Wolf Hall - Could it ever be accurate enough?
This week, the final episode of Wolf Hall airs on the BBC. Much like Hilary Mantel’s books, the adaption has been described as an incredibly accurate portrayal of Henry’s Tudor Britain - but still complaints have flowed. The actress playing Jane Seymour is too pretty. The tudor buildings are too aged. Why isn’t Henry fatter? Would the men of the court really drop the C bomb when describing an intimate part of Henry’s future queen? Honestly, does it really matter? A rose by any other name and all that…
Obviously we don’t want to see iPhones being used by Henry for a quick chat with the Pope in Rome, but would a bit more light have hurt during the night time scenes? Probably. If they added more light, they’d lose all the complaints that the night time scenes are too dark, but would be left with just as many questioning how a palace could be lit so well with only candles (which were hugely expensive, even for a king). It’s a catch-22 situation. Hilary Mantel has herself declared the term ‘historical fiction’ less a genre descriptor and more of an accusation - as if you should discount whatever follows.
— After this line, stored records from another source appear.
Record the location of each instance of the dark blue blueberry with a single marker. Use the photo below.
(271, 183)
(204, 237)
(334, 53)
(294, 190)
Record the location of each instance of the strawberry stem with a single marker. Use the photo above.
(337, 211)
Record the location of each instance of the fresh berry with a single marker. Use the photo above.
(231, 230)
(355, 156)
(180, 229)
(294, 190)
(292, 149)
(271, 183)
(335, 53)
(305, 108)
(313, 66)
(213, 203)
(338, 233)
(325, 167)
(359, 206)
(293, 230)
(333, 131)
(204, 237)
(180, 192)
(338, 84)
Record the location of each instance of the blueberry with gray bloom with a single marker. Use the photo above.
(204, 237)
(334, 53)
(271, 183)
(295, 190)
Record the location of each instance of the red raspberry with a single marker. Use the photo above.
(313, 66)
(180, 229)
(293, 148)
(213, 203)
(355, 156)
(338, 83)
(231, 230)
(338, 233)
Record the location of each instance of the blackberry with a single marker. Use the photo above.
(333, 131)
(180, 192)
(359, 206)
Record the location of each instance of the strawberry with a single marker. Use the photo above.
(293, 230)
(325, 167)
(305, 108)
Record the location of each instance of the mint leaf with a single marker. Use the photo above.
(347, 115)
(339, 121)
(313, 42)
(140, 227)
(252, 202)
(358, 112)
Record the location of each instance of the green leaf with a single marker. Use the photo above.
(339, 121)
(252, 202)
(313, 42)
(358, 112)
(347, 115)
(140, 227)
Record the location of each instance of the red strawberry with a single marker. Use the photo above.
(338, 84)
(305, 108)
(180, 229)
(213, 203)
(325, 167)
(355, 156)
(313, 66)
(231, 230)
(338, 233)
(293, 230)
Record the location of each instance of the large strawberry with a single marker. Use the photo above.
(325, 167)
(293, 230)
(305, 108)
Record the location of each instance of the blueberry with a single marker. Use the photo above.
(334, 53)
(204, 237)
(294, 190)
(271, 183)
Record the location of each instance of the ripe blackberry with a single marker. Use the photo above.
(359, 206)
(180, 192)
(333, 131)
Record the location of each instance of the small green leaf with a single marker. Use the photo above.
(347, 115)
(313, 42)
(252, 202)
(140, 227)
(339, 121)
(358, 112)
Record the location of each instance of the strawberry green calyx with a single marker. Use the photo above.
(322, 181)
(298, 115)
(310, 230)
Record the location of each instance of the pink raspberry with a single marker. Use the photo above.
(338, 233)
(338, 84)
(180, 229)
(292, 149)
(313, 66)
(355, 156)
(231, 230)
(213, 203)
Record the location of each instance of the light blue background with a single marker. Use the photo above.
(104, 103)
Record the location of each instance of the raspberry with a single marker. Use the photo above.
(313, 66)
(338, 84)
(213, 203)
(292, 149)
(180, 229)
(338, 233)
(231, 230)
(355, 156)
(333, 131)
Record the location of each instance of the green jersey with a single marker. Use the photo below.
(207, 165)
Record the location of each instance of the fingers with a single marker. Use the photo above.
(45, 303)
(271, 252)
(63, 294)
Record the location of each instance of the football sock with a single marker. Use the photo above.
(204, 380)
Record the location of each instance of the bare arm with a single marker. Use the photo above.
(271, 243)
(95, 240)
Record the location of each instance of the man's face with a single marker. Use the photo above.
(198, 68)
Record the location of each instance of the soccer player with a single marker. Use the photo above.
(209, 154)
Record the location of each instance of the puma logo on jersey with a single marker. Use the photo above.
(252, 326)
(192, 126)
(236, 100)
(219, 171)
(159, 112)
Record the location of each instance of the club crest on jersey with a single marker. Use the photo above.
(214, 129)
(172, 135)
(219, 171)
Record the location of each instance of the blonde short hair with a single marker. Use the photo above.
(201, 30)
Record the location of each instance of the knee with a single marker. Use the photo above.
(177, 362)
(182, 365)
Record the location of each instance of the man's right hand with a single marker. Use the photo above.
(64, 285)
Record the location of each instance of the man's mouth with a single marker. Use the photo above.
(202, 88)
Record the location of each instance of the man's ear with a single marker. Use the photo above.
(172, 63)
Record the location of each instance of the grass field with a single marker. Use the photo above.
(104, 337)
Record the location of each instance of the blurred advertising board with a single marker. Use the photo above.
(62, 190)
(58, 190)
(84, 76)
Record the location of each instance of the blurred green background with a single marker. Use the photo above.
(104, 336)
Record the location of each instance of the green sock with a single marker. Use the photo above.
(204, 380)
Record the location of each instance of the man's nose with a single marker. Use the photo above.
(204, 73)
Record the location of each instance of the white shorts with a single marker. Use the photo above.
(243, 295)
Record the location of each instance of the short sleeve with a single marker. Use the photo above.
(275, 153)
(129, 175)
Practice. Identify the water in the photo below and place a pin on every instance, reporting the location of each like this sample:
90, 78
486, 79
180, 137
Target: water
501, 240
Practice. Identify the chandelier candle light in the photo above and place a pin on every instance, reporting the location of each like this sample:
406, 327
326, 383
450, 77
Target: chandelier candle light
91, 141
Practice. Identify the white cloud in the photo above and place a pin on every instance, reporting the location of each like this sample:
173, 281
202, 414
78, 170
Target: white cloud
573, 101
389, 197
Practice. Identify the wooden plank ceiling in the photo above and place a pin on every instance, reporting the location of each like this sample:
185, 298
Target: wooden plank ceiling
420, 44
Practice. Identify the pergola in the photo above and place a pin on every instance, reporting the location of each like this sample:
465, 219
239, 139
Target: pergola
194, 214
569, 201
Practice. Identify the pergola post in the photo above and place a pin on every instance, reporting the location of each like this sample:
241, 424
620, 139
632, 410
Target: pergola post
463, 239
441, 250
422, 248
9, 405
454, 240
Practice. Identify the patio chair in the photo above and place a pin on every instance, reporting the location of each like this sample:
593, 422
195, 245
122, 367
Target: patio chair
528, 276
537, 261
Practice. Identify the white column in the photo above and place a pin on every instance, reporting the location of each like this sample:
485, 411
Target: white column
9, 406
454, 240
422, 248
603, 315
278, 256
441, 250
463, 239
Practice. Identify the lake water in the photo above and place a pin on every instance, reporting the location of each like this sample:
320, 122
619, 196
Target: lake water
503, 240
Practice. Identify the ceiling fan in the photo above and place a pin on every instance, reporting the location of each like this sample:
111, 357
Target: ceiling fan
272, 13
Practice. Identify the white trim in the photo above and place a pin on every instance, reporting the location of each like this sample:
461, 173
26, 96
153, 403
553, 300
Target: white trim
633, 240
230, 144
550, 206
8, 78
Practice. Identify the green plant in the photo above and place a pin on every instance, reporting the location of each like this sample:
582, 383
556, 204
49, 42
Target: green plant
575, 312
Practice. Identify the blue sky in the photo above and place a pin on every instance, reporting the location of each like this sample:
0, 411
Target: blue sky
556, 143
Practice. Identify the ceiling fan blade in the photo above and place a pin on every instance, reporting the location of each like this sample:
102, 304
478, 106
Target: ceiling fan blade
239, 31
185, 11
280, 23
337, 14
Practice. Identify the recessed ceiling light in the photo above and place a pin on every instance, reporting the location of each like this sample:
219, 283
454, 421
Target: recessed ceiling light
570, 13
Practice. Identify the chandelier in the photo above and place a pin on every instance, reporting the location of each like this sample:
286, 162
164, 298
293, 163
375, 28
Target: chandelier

History can never be presented as fact, at least not in black and white terms. Even if a filmed version is presented to you, without narration or added bias - your own political leanings, upbringing and where you live will all combine to influence your understanding and acceptance of what you are presented with. You need only look at another adaptation set during this specific period - A Man for All Seasons. Robert Bolt’s play paints Thomas More as an unwaveringly principled man fighting for what he believes in - this man is missing from Wolf Hall, an obstinate, caricatured villain sits in his place.
People don’t picket Wagner’s Ring Cycle because a woman wears a horned Viking helmet (which in fact never existed). Perhaps it’s because it is only based in history and not described as historical, or perhaps it’s because that’s an accepted (un)truth - just like Henry’s considerable size (he only bloated out in his later years, following a jousting accident in 1536). Mantel’s Wolf Hall is well researched and - apologies - perhaps more importantly, well written. It has sparked debate and has people talking about an endlessly interesting and important period of history. Does it really matter if some small liberties are taken? It has us talking, and ultimately, isn’t that the whole point?